Integrasi layanan ini disokong oleh jaringan fisik yang luas. Hingga kuartal II/2026, terdapat lebih dari 15.100 kantor operasional gabungan BRI, Pegadaian, dan PNM di seluruh Indonesia.
Selain itu, ekosistem didukung oleh lebih dari 74 ribu tenaga pemasar, terdiri atas Mantri BRI, penasihat keuangan Pegadaian, dan Account Officer (AO) PNM yang berperan aktif memberikan pendampingan serta edukasi keuangan di tingkat komunitas.

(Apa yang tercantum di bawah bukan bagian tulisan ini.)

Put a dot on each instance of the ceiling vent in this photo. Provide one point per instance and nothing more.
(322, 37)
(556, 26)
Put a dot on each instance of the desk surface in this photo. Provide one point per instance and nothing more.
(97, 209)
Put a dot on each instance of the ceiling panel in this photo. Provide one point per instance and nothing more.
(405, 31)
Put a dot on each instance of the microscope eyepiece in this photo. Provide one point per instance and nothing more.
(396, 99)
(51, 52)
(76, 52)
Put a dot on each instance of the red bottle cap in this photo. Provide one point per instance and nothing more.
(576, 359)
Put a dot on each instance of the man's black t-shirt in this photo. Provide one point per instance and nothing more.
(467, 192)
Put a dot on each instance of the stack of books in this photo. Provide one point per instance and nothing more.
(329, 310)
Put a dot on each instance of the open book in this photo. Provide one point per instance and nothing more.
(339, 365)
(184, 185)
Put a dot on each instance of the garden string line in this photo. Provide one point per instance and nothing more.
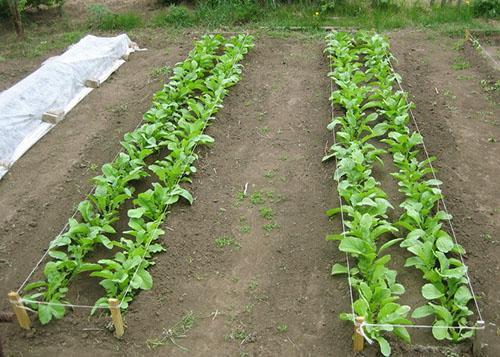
(342, 213)
(480, 321)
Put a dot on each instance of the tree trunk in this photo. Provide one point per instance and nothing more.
(16, 17)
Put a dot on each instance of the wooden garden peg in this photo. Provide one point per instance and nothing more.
(21, 314)
(116, 315)
(358, 334)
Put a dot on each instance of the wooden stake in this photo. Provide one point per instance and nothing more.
(358, 337)
(116, 315)
(19, 310)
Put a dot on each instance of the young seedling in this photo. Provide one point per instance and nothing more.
(269, 227)
(257, 198)
(282, 328)
(226, 241)
(245, 228)
(266, 213)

Hery menekankan bahwa dampak nyata Holding UMi terletak pada peningkatkan kapasitas ekonomi masyarakat penerima pembiayaan.

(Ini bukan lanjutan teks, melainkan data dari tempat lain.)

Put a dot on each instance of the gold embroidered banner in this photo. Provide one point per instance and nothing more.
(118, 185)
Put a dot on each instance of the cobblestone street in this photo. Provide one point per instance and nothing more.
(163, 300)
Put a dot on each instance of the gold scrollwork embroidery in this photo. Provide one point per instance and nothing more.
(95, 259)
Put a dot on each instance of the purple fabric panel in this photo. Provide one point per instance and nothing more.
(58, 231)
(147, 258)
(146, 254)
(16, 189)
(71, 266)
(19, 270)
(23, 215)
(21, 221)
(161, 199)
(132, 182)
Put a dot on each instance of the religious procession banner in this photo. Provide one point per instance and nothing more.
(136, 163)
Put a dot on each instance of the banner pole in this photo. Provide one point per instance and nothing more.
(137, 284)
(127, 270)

“Bagi kami, keberhasilan terbesar bukan hanya ketika seseorang memperoleh pembiayaan. Keberhasilan yang sesungguhnya adalah ketika usahanya tumbuh, pendapatannya meningkat, kemampuan menabungnya semakin baik, dan kemudian dia mampu mengakses layanan keuangan yang lebih luas sehingga meningkatkan kesejahteraan," katanya.
"Karena itu, naik kelas menjadi salah satu agenda penting yang akan terus kami dorong,” lanjut Hery.

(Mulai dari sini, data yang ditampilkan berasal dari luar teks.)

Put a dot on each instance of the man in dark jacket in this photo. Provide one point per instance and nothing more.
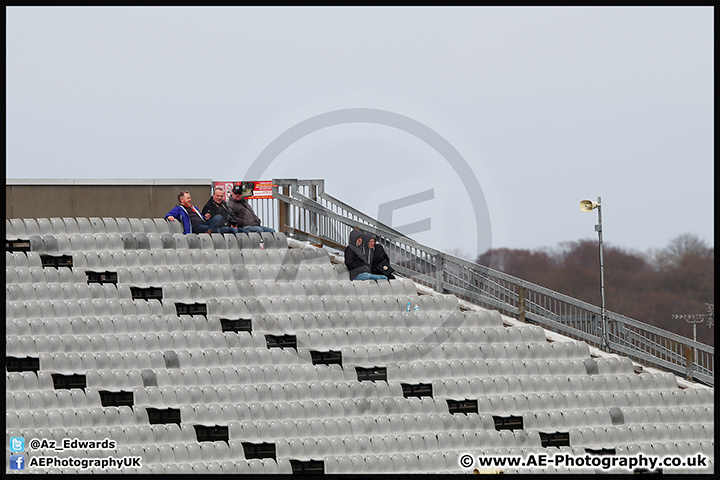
(192, 220)
(356, 259)
(242, 214)
(217, 206)
(377, 258)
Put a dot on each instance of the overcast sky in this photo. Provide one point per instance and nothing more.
(498, 120)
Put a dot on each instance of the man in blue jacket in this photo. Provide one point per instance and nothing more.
(191, 218)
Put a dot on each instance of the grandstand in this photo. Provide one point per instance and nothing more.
(256, 354)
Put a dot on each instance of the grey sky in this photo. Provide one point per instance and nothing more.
(548, 106)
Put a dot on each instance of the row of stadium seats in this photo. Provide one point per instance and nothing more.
(57, 244)
(22, 227)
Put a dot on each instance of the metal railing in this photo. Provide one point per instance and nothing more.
(305, 209)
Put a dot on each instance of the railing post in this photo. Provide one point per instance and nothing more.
(439, 269)
(283, 208)
(521, 304)
(314, 227)
(688, 361)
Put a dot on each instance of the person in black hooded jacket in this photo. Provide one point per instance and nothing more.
(356, 259)
(377, 258)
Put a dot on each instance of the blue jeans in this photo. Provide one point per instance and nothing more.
(212, 224)
(259, 229)
(369, 276)
(228, 230)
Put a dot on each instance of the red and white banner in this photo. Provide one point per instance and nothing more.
(251, 189)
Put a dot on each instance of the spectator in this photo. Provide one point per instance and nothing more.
(377, 258)
(217, 206)
(242, 214)
(191, 218)
(356, 259)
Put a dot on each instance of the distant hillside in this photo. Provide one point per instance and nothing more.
(650, 287)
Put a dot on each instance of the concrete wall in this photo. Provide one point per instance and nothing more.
(40, 198)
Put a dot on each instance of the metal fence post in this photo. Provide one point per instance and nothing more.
(521, 304)
(439, 269)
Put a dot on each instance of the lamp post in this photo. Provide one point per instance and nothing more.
(589, 206)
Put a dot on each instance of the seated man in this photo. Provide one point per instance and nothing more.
(356, 261)
(217, 206)
(377, 258)
(191, 218)
(242, 214)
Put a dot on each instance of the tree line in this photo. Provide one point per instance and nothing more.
(650, 287)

Memasuki fase transformasi berikutnya, Holding UMi juga terus memperluas akses literasi dan inklusi keuangan melalui ekosistem emas Pegadaian.
Hingga Agustus 2026, akumulasi ekosistem emas dalam Holding UMi telah menembus sekitar 153 ton yang mencakup layanan gadai emas, Tabungan Emas, transaksi emas digital, hingga layanan bullion services.
Hery menyimpulkan bahwa capaian lima tahun pertama menjadi pijakan dasar bagi penyempurnaan integrasi BRI Group dalam memajukan ekonomi kerakyatan secara inklusif.
“Pada akhirnya, tujuan Holding Ultra Mikro bukan sekadar menjadi ekosistem keuangan dengan skala yang besar. Kami ingin menjadi ekosistem yang mampu membuka jalan bagi masyarakat untuk bergerak dari akses keuangan menuju pemberdayaan, dan dari pemberdayaan menuju kesejahteraan," katanya.
"Inilah kontribusi BRI Group untuk memperkuat ekonomi kerakyatan dan menciptakan pertumbuhan yang semakin inklusif,” kata Hery.